The central question that we wanted to answer in this study was: “Is there an association between scholarly activity, academic rank, and practice setting with malpractice claims in the otolaryngology field and among otolaryngologists?” We gathered data from publicly available databases on malpractice claims over the past decade. Additionally, we used h-index and number of publications as quantitative measures for scholarly activity and extracted data on practice settings of the surgeons involved in alleged litigation claims. 

How do these findings and/or conclusions potentially impact clinical practice?

Medical malpractice litigation claims have become a substantial consideration in determining a physician’s standard practice. Unfortunately, this has resulted in an increasing tendency toward practicing defensive medicine that not only impacts patient care but also results in increased healthcare costs. We believe that familiarity and knowledge of the trends in medical malpractice can assist surgeons in managing the potential risk of litigation in their clinical practices and help improve the quality of patient care that will directly correlate with decreasing the national healthcare cost. 

If applicable, what are the key findings from your study?

We identified a total of 102 malpractice cases against otolaryngologists over the last decade. Of the 102 cases, 77.5% were ruled in favor of the defendant, 13.7% in favor of the plaintiff, and 8.8% were settled outside of court. Among the cases ruled in favor of the plaintiff, a total amount of $46.5 million was awarded, with a mean amount of approximately $3.3 million. 

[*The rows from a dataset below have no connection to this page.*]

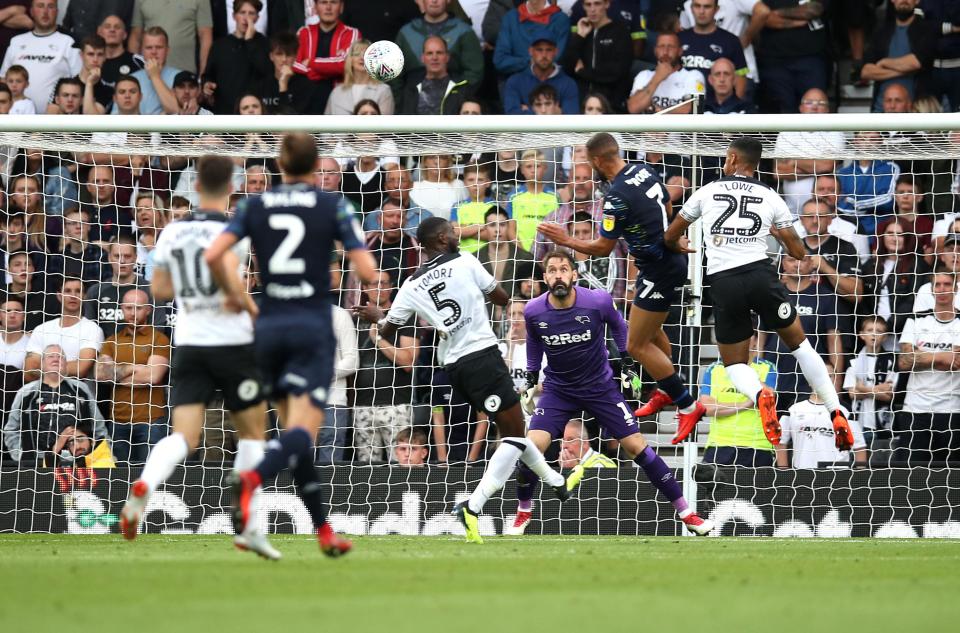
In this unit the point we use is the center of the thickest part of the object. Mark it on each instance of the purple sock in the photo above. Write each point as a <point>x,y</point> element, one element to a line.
<point>527,481</point>
<point>673,386</point>
<point>661,477</point>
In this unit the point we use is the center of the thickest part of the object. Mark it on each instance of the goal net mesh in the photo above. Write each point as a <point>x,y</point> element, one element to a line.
<point>876,209</point>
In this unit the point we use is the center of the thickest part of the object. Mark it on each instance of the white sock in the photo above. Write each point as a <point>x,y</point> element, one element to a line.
<point>815,371</point>
<point>745,380</point>
<point>249,455</point>
<point>534,460</point>
<point>164,457</point>
<point>501,466</point>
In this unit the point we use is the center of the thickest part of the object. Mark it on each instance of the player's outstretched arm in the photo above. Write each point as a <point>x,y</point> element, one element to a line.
<point>789,239</point>
<point>601,246</point>
<point>676,235</point>
<point>498,296</point>
<point>372,314</point>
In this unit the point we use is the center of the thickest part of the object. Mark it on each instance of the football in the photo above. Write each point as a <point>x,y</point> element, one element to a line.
<point>383,60</point>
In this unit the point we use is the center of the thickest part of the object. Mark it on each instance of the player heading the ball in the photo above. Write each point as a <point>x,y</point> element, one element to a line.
<point>637,208</point>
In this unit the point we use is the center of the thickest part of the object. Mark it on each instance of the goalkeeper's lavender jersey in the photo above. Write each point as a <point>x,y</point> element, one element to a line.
<point>574,340</point>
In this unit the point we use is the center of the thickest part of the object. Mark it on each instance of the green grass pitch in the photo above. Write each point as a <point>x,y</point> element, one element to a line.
<point>425,584</point>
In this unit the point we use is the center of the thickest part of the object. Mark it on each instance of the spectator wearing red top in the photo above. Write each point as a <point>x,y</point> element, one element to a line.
<point>908,212</point>
<point>323,51</point>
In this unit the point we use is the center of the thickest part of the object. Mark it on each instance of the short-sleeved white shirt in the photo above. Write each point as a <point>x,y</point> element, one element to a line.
<point>863,368</point>
<point>201,317</point>
<point>676,88</point>
<point>737,214</point>
<point>85,334</point>
<point>808,428</point>
<point>13,354</point>
<point>449,292</point>
<point>932,390</point>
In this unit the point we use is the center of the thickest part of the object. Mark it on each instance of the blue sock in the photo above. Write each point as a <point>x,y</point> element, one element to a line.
<point>294,445</point>
<point>661,477</point>
<point>673,386</point>
<point>306,478</point>
<point>527,481</point>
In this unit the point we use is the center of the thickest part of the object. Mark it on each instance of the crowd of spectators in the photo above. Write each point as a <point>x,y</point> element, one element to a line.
<point>877,294</point>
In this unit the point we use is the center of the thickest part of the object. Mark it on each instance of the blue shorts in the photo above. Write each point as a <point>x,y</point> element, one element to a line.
<point>659,287</point>
<point>296,357</point>
<point>607,406</point>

Of those, approximately 80% were in community/private settings. The average h-index for surgeons who had favorable litigation outcomes was nine, and the average h-index for surgeons found at fault was four. We found a statistically significant correlation between the higher h-index indicating a higher scholarly activity and favorable litigation outcome. That said, the significance of this finding is unknown and cannot be extrapolated based on the current data, given that the publicly available lawsuit databases do not contain information on litigations settled before proceeding to court. 

What else would you like attendees to know about your presentation?

We also found that, over the past decade, the most common procedure that led to malpractice claims in the otolaryngology field was endoscopic sinus surgery. We also looked into the underlying reasons for litigation against otolaryngologists and found that improper performance was the most common underlying reason for malpractice claims. Other common reasons for litigation were a failure of informed consent and delayed or misdiagnosis.

Dr. Ziai has no conflicts of interest to report.